Building Better Writers With Machine Learning

Students in school today will be graduating into a world in which written communication is more important than ever before. That’s not only true for knowledge workers, but in skilled-industries like manufacturing as well. For more and more employees, email communication and general competence in writing are critical to success in the job.

State and national education standards and curriculum are increasingly requiring significant writing components. As a result, many school districts are increasing their investment to accelerate writing .

The trouble is, there is no fast and easy way to assess student writing. You can’t improve what you can’t measure, and writing is far more difficult to measure than reading or math — multiple choice quizzes just can’t capture it.

For teachers this means mounting pressure to invest additional time into evaluating student writing, providing feedback and addressing weaknesses in the classroom.

Making Time For Teachers

If there’s one thing that teachers can never get enough of, it’s time.

When you increase the demands on student achievement in writing, you increase the demands on teachers’ time as well.

Already, teachers spend hours grading assignments, and as a result many are reluctant to give students as much guided practice on writing as they probably need. As one teacher told us, “grading is the most painful, horrible thing. Kids are not writing enough.”
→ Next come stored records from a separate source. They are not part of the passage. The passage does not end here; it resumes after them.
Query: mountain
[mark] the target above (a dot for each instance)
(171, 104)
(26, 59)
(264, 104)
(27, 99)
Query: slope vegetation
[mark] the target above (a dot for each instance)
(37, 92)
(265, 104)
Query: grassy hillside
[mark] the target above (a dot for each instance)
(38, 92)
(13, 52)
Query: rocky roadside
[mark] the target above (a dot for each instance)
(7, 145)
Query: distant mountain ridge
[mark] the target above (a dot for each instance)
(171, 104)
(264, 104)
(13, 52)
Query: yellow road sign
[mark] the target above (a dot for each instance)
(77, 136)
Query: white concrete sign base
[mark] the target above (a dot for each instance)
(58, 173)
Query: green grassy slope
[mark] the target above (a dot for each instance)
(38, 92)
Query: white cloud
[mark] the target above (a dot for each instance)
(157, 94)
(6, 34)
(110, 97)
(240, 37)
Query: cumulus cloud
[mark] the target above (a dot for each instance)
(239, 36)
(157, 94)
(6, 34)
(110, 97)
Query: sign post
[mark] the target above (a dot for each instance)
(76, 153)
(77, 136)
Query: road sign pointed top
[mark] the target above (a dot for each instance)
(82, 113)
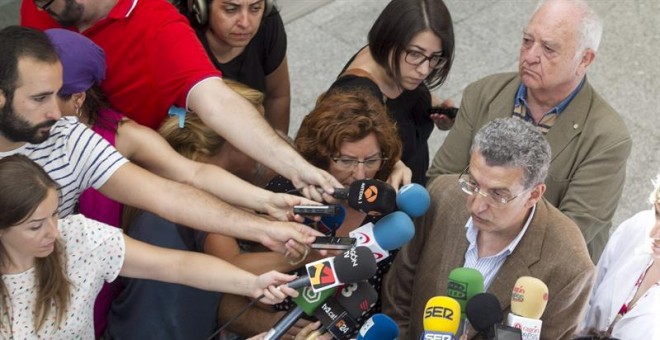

Teachers spend hours grading papers.

When students do receive feedback, it’s most commonly in the form of a single letter grade, which often leaves students feeling deflated and without clear direction on how to improve. When more feedback is given, it is most often focused on basic grammar errors and spelling conventions, rather than advice on deeper organization and higher order thinking.

Compounding the problem, grading takes time and thus feedback is often delayed — students may not hear anything for days or weeks after an assignment.

This is simply not what it takes to accelerate writing. Students would benefit from faster turnaround and more frequent, targeted guided practice.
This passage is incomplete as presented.